Using Hydrogels to Achieve an Antibacterial, Injectable, and Retrievable Drug Delivery Vehicle for Dental Regeneration

Endodontic treatment failures, commonly caused by Enterococcus faecalis, pose a significant challenge in dental treatment. While calcium hydroxide remains the predominant medicament, it lacks sufficient antimicrobial efficiency against E. faecalis, is caustic, and has poor injection properties. This study demonstrates the potential of a mixture of calcium hydroxide and salicylic acid (CASA) encapsulated in thermoreversible hydrogels (F127-DMA) as an injectable and retrievable intracanal medicament with strong antibacterial efficacy and controlled drug release. 

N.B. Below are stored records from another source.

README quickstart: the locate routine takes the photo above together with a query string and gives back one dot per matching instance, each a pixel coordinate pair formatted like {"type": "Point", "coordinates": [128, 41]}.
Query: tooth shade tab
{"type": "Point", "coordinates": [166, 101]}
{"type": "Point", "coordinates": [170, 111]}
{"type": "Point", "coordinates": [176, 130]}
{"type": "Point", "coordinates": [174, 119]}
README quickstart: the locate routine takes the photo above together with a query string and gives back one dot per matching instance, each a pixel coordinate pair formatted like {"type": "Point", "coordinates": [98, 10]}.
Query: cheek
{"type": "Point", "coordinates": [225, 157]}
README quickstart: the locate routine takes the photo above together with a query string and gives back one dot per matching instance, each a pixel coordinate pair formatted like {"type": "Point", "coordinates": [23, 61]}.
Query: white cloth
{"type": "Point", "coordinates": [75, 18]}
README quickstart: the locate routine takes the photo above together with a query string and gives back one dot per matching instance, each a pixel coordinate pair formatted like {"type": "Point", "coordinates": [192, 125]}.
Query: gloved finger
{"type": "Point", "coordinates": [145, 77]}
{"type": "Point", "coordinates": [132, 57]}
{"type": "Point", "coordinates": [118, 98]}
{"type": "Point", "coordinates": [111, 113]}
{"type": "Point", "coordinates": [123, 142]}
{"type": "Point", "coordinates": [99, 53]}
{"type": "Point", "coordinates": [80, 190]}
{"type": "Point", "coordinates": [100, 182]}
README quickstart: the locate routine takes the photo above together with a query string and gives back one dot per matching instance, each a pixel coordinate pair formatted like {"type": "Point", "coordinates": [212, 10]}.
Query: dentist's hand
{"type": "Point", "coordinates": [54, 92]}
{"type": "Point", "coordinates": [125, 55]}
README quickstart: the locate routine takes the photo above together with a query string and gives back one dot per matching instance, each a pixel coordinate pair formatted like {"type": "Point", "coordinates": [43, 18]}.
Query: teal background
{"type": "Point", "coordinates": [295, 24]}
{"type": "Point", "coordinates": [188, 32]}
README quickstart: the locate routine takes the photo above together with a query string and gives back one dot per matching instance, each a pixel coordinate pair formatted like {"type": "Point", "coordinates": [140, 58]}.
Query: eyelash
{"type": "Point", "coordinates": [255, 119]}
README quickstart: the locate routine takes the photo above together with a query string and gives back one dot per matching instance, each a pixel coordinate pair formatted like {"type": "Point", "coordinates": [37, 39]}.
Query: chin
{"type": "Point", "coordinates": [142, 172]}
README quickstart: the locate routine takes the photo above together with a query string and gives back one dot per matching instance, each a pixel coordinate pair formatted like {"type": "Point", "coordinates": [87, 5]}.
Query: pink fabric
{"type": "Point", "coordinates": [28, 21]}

We tested different ratios of calcium hydroxide to salicylic acid [1], and a 1:6 ratio proved to have optimal water solubility. This mixture was then added to F127-DMA and UV-crosslinked using Lithium phenyl (2,4,6-trimethylbenzoyl) phosphinate (LAP). The FT-IR and RAMAN spectroscopy of CASA indicated that calcium salicylate had been formed. The optimal formulation exhibited a pH of ~7, superior crosslinking efficiency (80.9%), and a swelling ratio after a 14-day immersion in DI water of <16%. The addition of CASA decreased the contact angle of F127-DMA, from 81° to ~62°, leading to better absorption of the inflammatory exudate into the root canal.

Encapsulation of the CASA (1:6) in F127-DMA, decreased the viscosity of the original paste by nearly three orders of magnitude, enabling facile injection into root canal models, which demonstrated that it was also easily retrievable. Liquid suspension tests indicated that F127-DMA loaded with only 5% CASA was effective against planktonic E. faecalis resulting in at least a six-log reduction in bacterial count. E. faecalis is one of the most difficult organisms to eliminate due to its protective biofilm. We therefore infected bovine anterior tooth slices with E. faecalis suspension and allowed a biofilm to mature for three weeks. The slices were examined with scanning electron microscopy (SEM), demonstrating penetration of the bacteria deep into the dentin tubules. CFU analysis was performed on suspensions obtained from the tooth slices to determine the bacterial activity following treatment with 10% F127-DMA/CASA, calcium hydroxide, and the empty hydrogel vehicle. The results indicated a log reduction of 3 logs relative to the controls and no significant difference relative to the endodontic gold standard of Ca(OH)2. 

In order to probe the regenerative potential of F127-DMA/CASA, human dental pulp stem cells were cultured on the filled crosslinked hydrogel for 28 days. Proliferation and adhesion were observed within the first four days and were not found to be significantly different from the control on TCP. Rt-PCR demonstrated upregulation of OCN and DSPP, while RAMAN and SEM indicated Hydroxyapatite biomineralization, consistent with odontogenic differentiation. This aspect is in sharp contrast to calcium hydroxide, whose high pH is known to cause severe tissue damage, preventing regeneration of surrounding tissue. Hence the superior rheological properties of F127-DMA/CASA, which permit injectability and retrieval from the confined space of the root canal, together with superior antibacterial properties, and regenerative potential make it a promising new alternative to standard intracanal treatments.